Mmhmm, you guessed it! The Knight's family recipe for Classic Pumpkin Bread.
So consider yourself lucky that I was given permission to share this recipe with you all. It yields three loaves, so you can precede to share the love with everyone you know! .
- To add a little variation, you can also add in 1 cup of chocolate chips or raisins [or 1/2 cup of both!].
- I don't know about you, but I definitely only have one loaf pan. Since I'm guessing most don't have three, don't worry about leaving the batter out while the others loaves bake. Just make sure to cover the bowl so nothing gets in it.
- Like banana bread, this loaf is best a day or two later when all of the flavors have time to come together. So don't worry about making this ahead of schedule!
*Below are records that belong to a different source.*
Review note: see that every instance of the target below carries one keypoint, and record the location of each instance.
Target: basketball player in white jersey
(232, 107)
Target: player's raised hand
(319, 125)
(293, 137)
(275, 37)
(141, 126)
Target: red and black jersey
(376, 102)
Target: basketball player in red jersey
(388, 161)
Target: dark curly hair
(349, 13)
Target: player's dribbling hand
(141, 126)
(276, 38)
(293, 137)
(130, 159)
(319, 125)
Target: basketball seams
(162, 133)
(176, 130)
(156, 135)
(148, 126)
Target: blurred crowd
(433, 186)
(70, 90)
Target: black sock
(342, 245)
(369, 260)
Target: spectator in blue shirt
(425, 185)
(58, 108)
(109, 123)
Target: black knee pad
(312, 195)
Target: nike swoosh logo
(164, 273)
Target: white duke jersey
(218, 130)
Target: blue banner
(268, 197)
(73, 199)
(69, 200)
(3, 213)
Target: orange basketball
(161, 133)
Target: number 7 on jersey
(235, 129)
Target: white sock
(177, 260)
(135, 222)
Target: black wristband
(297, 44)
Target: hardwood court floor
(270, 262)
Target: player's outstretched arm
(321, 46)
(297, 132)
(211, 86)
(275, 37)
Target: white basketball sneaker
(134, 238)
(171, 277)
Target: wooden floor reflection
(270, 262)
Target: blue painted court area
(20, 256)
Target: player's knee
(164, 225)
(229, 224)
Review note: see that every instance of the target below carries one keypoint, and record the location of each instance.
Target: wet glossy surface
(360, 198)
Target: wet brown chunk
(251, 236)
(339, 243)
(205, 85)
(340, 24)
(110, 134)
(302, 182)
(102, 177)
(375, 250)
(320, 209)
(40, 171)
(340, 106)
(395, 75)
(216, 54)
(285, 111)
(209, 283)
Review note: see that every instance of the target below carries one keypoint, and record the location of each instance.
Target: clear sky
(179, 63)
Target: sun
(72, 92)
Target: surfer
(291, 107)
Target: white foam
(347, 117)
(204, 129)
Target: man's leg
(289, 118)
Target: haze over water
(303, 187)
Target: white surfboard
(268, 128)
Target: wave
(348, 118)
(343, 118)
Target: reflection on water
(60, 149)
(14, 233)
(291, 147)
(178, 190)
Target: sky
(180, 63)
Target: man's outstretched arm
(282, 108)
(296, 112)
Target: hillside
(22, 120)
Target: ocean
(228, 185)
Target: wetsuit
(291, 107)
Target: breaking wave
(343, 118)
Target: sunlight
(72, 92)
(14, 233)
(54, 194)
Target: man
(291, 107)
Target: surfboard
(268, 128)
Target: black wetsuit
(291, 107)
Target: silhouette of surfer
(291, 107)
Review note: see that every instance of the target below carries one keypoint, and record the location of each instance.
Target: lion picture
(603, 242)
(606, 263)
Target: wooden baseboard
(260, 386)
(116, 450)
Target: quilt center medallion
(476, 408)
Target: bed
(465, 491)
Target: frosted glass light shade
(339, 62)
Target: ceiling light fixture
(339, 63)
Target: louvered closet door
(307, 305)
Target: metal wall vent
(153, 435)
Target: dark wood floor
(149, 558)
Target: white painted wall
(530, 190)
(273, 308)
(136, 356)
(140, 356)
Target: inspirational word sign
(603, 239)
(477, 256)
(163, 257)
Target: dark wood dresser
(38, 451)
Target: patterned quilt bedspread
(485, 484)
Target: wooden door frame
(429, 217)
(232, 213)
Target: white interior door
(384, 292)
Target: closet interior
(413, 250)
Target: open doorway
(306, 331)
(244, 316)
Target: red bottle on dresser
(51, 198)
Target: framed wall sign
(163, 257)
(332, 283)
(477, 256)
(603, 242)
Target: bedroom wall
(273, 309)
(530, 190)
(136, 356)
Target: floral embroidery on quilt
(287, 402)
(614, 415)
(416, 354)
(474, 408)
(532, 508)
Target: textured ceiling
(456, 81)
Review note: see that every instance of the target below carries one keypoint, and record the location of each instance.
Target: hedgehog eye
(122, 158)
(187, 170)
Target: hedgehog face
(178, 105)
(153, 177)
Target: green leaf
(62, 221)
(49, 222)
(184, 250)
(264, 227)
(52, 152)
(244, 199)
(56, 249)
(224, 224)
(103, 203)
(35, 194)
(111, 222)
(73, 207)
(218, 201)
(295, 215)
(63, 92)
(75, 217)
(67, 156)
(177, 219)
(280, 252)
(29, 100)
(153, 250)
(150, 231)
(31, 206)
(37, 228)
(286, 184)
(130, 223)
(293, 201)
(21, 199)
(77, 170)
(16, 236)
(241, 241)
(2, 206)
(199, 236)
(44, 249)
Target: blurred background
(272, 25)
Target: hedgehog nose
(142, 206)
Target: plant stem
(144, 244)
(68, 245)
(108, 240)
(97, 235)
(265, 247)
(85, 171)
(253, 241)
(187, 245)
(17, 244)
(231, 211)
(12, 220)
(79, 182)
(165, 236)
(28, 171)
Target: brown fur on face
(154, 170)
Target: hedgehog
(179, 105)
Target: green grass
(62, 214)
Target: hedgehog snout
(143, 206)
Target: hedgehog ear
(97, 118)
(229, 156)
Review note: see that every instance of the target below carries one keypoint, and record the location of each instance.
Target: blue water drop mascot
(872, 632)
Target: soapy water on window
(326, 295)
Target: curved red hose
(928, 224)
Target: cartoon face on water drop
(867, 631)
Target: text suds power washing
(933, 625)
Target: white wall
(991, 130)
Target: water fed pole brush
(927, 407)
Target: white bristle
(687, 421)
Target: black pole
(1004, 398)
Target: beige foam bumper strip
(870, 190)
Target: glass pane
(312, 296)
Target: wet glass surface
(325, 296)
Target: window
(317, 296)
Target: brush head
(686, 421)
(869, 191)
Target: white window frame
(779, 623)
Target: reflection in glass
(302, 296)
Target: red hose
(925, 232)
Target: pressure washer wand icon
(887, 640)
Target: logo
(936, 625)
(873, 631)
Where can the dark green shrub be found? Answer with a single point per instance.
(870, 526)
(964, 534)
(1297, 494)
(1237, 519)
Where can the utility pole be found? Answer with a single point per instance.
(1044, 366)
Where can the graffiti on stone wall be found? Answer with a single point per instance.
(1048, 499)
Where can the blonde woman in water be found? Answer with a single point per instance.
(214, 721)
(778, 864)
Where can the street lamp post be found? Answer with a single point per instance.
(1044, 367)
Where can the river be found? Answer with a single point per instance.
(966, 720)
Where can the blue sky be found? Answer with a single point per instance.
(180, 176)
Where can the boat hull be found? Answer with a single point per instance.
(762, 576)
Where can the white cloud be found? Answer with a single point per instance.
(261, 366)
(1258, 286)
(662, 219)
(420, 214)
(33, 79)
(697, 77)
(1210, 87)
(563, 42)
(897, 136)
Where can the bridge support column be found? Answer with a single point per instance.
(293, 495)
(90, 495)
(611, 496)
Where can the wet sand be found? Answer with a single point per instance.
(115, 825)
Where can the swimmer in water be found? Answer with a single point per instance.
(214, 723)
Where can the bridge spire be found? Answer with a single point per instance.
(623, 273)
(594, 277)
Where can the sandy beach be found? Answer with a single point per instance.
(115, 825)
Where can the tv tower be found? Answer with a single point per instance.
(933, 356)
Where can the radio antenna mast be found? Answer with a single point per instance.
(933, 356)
From Mrs. Knight's Kitchen ☺
3 c. sugar
1 c. vegetable oil
1 (15 oz.) can pumpkin puree
2/3 c. water
1-1/2 tsp. salt
1 tsp. cinnamon
1 tsp. nutmeg
3-1/3 c. all purpose flour
2 tsp. baking soda
- Heat oven to 350°F. Lightly grease three 9x5-inch loaf pans.
- Combine all of the ingredients in a large bowl and mix well.
- Divide batter evenly among prepared pans.
- Bake 1 hour or until toothpick inserted in center comes out clean.